For his Ph.D. research at the University of Illinois, Horn identified other broad intellectual abilities to supplement fluid reasoning ability and crystalized ability postulated by Raymond Catrell along with J. B. Carroll in 1999. The test publisher, Riverside Publisher suggested combining theories so they created the Cattell – Horn – Carroll theory of cognitive abilities which is the theory that is the basis for many modern IQ tests.

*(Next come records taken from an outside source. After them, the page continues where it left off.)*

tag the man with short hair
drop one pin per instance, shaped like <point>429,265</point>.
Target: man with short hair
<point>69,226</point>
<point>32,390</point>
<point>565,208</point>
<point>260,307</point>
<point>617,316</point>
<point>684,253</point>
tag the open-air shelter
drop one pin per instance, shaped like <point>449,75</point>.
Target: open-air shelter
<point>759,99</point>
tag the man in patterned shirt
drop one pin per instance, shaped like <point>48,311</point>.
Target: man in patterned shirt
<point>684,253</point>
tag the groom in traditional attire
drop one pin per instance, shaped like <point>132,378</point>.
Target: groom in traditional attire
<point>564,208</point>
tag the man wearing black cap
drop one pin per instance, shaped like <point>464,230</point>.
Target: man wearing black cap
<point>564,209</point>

Horn started his career as a lecturer of Educational Psychology at the University of California, Berkeley in 1967. He was an Associate Professor of Psychology at the University of Denver from 1970 to 1986. Meanwhile, he was also a Research Associate at the Institute of Psychiatry for the University of London in England (1972), and a Research Associate of Psychiatric Clinic for the University Hospital in Lund, Sweden (1982). He was a Professor of Psychology and the head of Adult Development and Aging at the University of Southern California from 1986 – 2006.
He received numerous awards, including: Research Career Development Awards through the National Institute of Health (1968-1972) the annual prize for Distinguished Publications in Multivariate Psychology (1972), Lifetime Achievement Award, SMEP, (1992). Horn also served as a president of the National Association for the Advancement of Colored People and The American Civil Liberties Union.